The country may be putting itself ahead of competing apparel exporters in South Asia as existing and pending regulations in the United States, United Kingdom and European Union indicate a concerted effort to dictate stronger supply chain transparency.
“Being ahead of trends and requirements, and having the digital knowhow, will help the industry expand its attractiveness to more global brands, many of which already see Sri Lanka as a choice location for manufacturing,” Allison said.
Take for example, the U.S.’ Uyghur Forced Labor Prevention Act (UFLPA), which bars any goods made or sourced, wholly or in part, in China’s Xinjiang Uyghur Autonomous Region (XUAR).

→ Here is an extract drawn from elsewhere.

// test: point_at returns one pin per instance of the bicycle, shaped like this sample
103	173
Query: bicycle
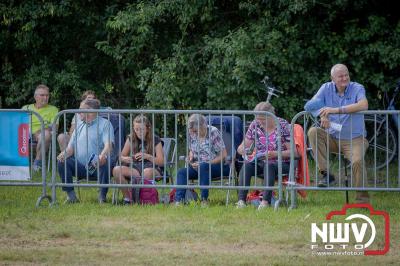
382	133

Since that regulation took hold, companies have scrambled to prove their supply chains are compliant with the UFLPA, in turn opening up broader conversations about the importance and relevance of supply chain traceability.
In the UK, the government has required companies to put forth an annual statement detailing the ways in which they have worked to ensure forced labor is absent from their supply chains under the Modern Slavery Act.
Meanwhile, aggression rages between European countries trying to secure final approval for the EU’s Corporate Sustainability Due Diligence Directive (CSDDD), which France, Germany and Italy further muddied this week by voting against the proposed legislation.
If EU countries’ leaders can come to a compromise, the regulation would mandate that companies in EU member states be held legally accountable for adverse environmental and human rights impacts coming from their respective supply chains.
The myriad of regulations coming swiftly toward the apparel industry could make Sri Lanka’s new initiative valuable to the Global North, especially as iteration of sustainability legislation continues in some countries—and begins in others.
“Being up to speed with the requirements of the regulations positions the industry to compete globally and demonstrate its successful investment in progressing sustainability,” Allison said.